JEFFERSON CITY — Stan Musial already has a statue in St. Louis named after him. If state and federal lawmakers get their way, a new Mississippi River bridge also will carry the name of the St. Louis Cardinals great.
Democratic Sens. Claire McCaskill, of Missouri, and Dick Durbin, of Illinois, proposed legislation Wednesday that would name the new bridge the Stan Musial Memorial Bridge — some are already dubbing it the "Stan Span." The bridge carrying Interstate 70 traffic is expected to open in 2014.
Musial, a three-time MVP and seven-time National League batting champion who spent all 22 seasons of his career with the Cardinals, died Saturday after several years of declining health. He was 92.
"The respect and devotion that people have for Stan Musial has more to do with his character than his swing," McCaskill said in a phone interview. "His swing was amazing, a unique thing of beauty, but it was the man that made a lot of decisions in his life that just reflect the kind of values that we all want as Americans."
KMOX Radio polled several fans at last week's Cardinals Winter Warmup and there was virtually unanimous support for naming the bridge for Musial. Two Missouri state senators — Republicans Eric Schmitt and John Lamping, both of St. Louis County — introduced identical bills Tuesday in Jefferson City to name the bridge for Musial. Illinois lawmakers also would have to approve the name. McCaskill figures they would.
"As most St. Louisans know, folks that live on the Illinois side of the St. Louis region are by and large Cardinals fans," McCaskill said. "They aren't cheering for the Cubs. I think it (naming the bridge) is something that unites the two states."
Musial was a beloved figure in St. Louis, as much for his kindness and approachability as his on-the-field prowess. That's saying something because he is among the baseball immortals, with 3,630 hits and a lifetime .331 average. He led the Cardinals to three World Series titles in the 1940s.
After retirement Musial was briefly general manager of the Cardinals, including during the 1967 World Series championship season. He operated a popular restaurant for years and made frequent appearances before big games. His last came during last year's NL Championship Series, which the Cardinals eventually lost in seven games to San Francisco.

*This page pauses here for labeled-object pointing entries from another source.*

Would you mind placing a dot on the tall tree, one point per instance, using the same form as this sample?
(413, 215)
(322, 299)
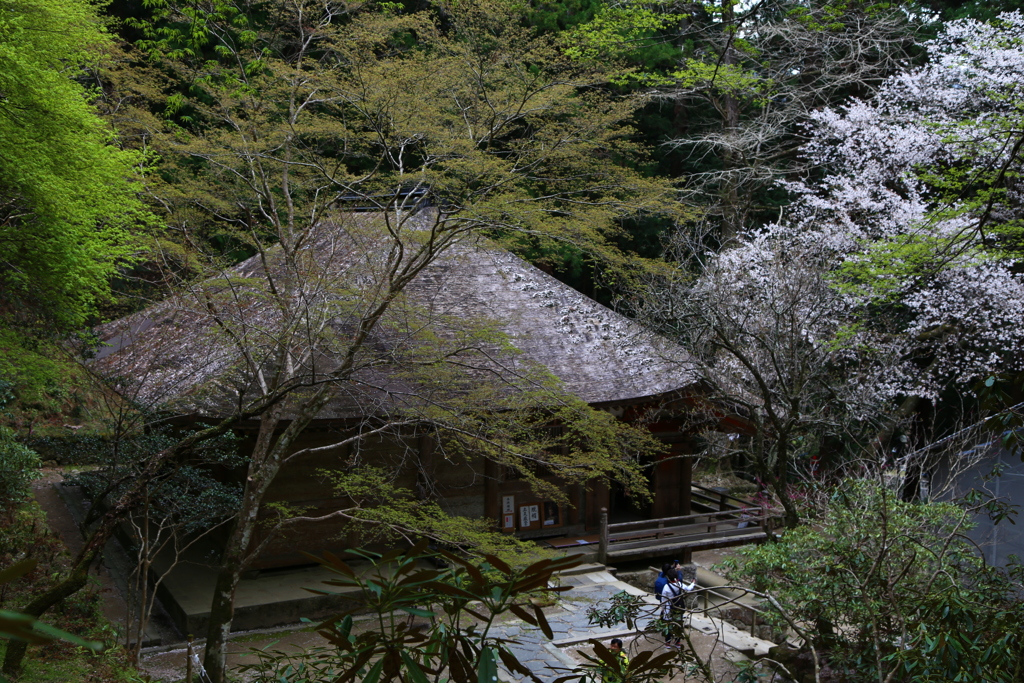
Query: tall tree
(297, 105)
(68, 201)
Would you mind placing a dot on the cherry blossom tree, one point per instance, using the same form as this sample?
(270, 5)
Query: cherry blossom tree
(892, 276)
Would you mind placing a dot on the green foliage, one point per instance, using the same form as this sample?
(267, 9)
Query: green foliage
(187, 496)
(68, 203)
(384, 512)
(18, 466)
(887, 585)
(427, 624)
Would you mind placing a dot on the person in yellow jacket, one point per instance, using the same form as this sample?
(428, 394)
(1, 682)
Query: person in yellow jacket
(610, 676)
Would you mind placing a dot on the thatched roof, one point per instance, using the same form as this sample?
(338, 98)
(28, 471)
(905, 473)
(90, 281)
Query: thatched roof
(178, 358)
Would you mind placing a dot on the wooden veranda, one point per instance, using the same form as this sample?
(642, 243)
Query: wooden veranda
(735, 522)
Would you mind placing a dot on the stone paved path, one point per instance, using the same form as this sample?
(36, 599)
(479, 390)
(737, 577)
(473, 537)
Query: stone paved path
(568, 624)
(570, 627)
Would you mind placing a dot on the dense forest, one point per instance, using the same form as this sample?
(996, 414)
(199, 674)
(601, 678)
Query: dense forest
(819, 202)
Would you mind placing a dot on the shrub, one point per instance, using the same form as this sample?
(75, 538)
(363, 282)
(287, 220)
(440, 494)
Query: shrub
(18, 466)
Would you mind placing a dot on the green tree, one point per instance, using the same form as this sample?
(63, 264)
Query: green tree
(428, 625)
(68, 201)
(295, 107)
(893, 590)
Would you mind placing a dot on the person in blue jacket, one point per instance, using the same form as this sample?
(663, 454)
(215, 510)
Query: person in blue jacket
(663, 578)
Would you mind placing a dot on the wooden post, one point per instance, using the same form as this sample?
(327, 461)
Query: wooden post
(602, 546)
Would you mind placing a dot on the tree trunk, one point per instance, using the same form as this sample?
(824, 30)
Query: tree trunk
(781, 476)
(263, 466)
(731, 215)
(222, 608)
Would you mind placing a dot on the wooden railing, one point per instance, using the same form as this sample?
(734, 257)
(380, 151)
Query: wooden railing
(700, 526)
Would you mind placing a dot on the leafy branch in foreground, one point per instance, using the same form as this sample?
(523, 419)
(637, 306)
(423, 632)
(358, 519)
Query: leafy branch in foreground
(426, 624)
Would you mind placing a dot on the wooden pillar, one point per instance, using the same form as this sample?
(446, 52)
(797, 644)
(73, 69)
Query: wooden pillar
(597, 498)
(573, 514)
(492, 506)
(685, 481)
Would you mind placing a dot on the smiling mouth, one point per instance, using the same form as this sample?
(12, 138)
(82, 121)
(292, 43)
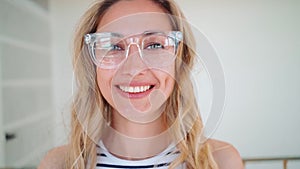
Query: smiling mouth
(135, 89)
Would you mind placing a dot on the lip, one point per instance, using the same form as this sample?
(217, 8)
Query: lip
(135, 95)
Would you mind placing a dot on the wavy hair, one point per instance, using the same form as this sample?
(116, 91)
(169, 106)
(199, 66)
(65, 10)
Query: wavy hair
(90, 110)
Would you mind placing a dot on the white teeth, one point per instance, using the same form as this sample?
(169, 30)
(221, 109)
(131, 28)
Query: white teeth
(136, 89)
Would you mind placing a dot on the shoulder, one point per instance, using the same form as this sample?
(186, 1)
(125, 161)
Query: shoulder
(54, 159)
(225, 155)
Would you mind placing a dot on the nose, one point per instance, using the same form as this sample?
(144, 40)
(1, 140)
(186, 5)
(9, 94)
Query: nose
(134, 64)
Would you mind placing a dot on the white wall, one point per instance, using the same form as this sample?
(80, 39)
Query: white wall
(258, 43)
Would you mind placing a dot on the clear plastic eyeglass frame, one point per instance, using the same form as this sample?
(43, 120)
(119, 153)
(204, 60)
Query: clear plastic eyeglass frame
(108, 50)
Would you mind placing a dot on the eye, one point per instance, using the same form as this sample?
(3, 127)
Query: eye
(155, 46)
(115, 47)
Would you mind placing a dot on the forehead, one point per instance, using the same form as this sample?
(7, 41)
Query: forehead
(134, 17)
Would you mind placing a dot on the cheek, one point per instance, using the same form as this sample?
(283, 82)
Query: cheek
(104, 79)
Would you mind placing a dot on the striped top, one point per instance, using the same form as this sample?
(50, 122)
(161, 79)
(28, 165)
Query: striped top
(105, 160)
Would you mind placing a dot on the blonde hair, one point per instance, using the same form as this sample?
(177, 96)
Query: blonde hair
(90, 110)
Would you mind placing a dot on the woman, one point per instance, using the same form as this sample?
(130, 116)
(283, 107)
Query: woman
(135, 106)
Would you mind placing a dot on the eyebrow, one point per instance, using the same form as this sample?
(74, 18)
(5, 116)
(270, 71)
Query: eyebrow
(147, 33)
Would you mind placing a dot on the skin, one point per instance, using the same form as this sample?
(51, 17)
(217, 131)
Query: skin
(226, 156)
(134, 72)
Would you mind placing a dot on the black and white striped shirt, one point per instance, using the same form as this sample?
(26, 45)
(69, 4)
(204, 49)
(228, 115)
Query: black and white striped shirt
(106, 160)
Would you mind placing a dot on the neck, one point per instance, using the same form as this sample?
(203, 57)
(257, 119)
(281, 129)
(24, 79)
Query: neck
(138, 130)
(126, 139)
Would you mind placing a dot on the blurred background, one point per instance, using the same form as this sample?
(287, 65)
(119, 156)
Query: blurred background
(258, 44)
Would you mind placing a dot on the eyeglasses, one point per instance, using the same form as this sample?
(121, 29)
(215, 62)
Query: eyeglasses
(156, 49)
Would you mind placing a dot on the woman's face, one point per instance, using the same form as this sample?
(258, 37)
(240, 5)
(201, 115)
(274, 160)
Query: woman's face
(135, 90)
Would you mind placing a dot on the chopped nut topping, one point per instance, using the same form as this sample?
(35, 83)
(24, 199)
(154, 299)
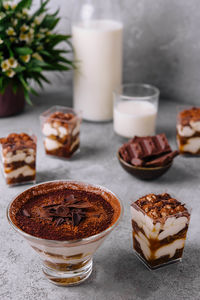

A statue of Musial that stood for years outside of the old Busch Stadium was moved to the new ballpark when it opened in 2006. Since Musial's death, hundreds of fans have dropped off cards, flowers, balloons and other items in his honor.
As a senator, McCaskill was there when Musial received the Presidential Medal of Freedom at the White House in February 2011, and she sat with him at the 2009 All-Star Game in St. Louis. But it was a chance meeting when she was a young woman that stood out.
"I met him in a restaurant in Jefferson City," she recalled. "He immediately pulled out his harmonica and wanted to play for me. He clearly loved people and loved life."
Thousands of fans are expected for a public visitation Thursday at The Cathedral Basilica in St. Louis. Musial's popularity was such that two Roman Catholic Cardinals and a bishop will celebrate his funeral Mass on Saturday. Afterward, a funeral procession will make its way to Busch Stadium, where his family will lay a wreath at the base of the statue.